(4) Cultural Group Selection Flashcards
What is Macroevolution?
Long term cultural change at or above the level of society. Large-scale patterns of historical change. Happens between populations.
Theories of the Origins of Cooperation
Individualist models
- Kin selection (make sacrifices for those who share your genes)
- Reciprocal altruism (non-kin, I help you and you help me!)
Group models
- Genetic Group Selection
- Cultural Group Selection (CGS)
[Both argue that a group can be a unit of selection, not just the individuals within that group. Traditional theorists argue that groups are not stable units of selection.]
Group Selection (GS) Concept (two tenants)
- Within groups, selfish people outcompete altruists.
- Between groups, altruistic groups outcompete selfish groups.
Multilevel Selection
At any level, everything can be subject to selection.
- Selection between groups within a population,
- Selection between individuals within a group,
- Selection between genes within an individual…
Mesoudi – Evolutionary Economics
- Variation: arises from technological innovations coming from firms research and development efforts.
- Competition: exists between firms, where the firm is the unit of selection.
- Selection: CGS, causes firms to increase or decrease in size, or go extinct.
- Winner-Take-All Process: a small number of established firms tend to dominate any given industry.
Adaptive Radiation
A proliferation of variants in a newly-created niche where competition is very low. (ie. a vacant market)
Mesoudi – Behavioural Economics
- Self-interest: the traditional view in economics is that human behaviour is guided solely by self interest.
- The human sense of fairness contradicts pure selfishness. (Cultures differ in fairness norms.)
- Genetic group selection may have generated prosocial psychological motives favouring altruism, which CGS then used to build large cooperative institutions.
The Epochs
Pleistocene: early human evolution, extending back to Homo Habilis
Holocene: Extends back to the emergence of agriculture, population expansion, cities, and civilization.
Anthropocene: (roughly 1950) human generated things begin to affect the geology of the earth. [Debated.]
Cultural Group Selection (CGS)
Where the group is the unit of selection. Related to situations where groups compete.
- Requires mechanisms that maintain between-group variation.

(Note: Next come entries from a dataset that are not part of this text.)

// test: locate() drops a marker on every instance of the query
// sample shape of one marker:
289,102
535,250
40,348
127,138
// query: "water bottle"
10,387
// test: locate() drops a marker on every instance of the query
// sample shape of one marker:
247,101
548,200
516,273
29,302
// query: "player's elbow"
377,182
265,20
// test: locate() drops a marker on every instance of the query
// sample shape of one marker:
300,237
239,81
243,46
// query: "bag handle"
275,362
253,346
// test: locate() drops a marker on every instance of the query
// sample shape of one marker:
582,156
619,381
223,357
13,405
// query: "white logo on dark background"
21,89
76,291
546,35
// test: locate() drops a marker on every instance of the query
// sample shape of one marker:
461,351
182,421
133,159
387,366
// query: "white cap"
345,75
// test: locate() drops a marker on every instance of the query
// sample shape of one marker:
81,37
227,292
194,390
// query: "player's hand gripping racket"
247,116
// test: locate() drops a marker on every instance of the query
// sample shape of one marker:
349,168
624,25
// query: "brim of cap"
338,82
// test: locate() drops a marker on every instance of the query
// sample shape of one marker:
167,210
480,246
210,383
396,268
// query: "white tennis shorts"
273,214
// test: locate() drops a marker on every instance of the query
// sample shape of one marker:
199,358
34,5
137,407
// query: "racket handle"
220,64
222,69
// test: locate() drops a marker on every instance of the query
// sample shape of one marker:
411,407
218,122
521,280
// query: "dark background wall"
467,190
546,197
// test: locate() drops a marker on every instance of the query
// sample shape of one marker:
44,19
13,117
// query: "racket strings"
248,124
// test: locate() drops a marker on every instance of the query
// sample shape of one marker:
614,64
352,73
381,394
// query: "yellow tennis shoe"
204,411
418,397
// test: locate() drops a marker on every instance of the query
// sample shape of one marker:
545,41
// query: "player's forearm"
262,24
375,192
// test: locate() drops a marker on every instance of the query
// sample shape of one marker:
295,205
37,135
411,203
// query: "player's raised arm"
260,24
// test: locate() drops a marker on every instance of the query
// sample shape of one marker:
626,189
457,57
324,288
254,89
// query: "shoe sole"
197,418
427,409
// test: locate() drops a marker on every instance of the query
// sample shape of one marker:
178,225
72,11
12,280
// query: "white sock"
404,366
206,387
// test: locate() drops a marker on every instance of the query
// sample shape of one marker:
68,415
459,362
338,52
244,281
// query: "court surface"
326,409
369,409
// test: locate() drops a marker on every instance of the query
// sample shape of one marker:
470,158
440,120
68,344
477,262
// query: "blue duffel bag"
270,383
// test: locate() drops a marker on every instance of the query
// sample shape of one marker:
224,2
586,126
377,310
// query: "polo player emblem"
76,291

Between-Group Variation and Within-Group Variation
Any factor that reduces within-group variation increases between-group variation, and vice versa.
Factors that maintain Between-Group Variation
- High-fidelity social learning
- Conformity among group members
- Punishment of anti-social behaviour
- Prestige bias
- Symbolic markers of group identity
- Institutional complexity
- Ethnocentrism
Cultural Fst
The proportion of the total variance in a cultural trait that is due to between-group variation.
0 = groups have everything in common, between-group variation is minimal.
1 = groups have nothing in common, between-group variation is maximal.
Forms of Competition between Social Groups
- Warfare
- Economic
- Religious
Warfare
- Results in the differential survival of groups. Traits of the losers are not passed on, while traits of the winners are. Could result in extinctions.
- Defeated people can be killed, or absorbed into the successful group (in lower status forms, like enslavement).
Economic Competition
- Results in the differential survival of firms.
- Markets are discussed as ecosystems within which firms compete.
- Governments play a role in economic competition.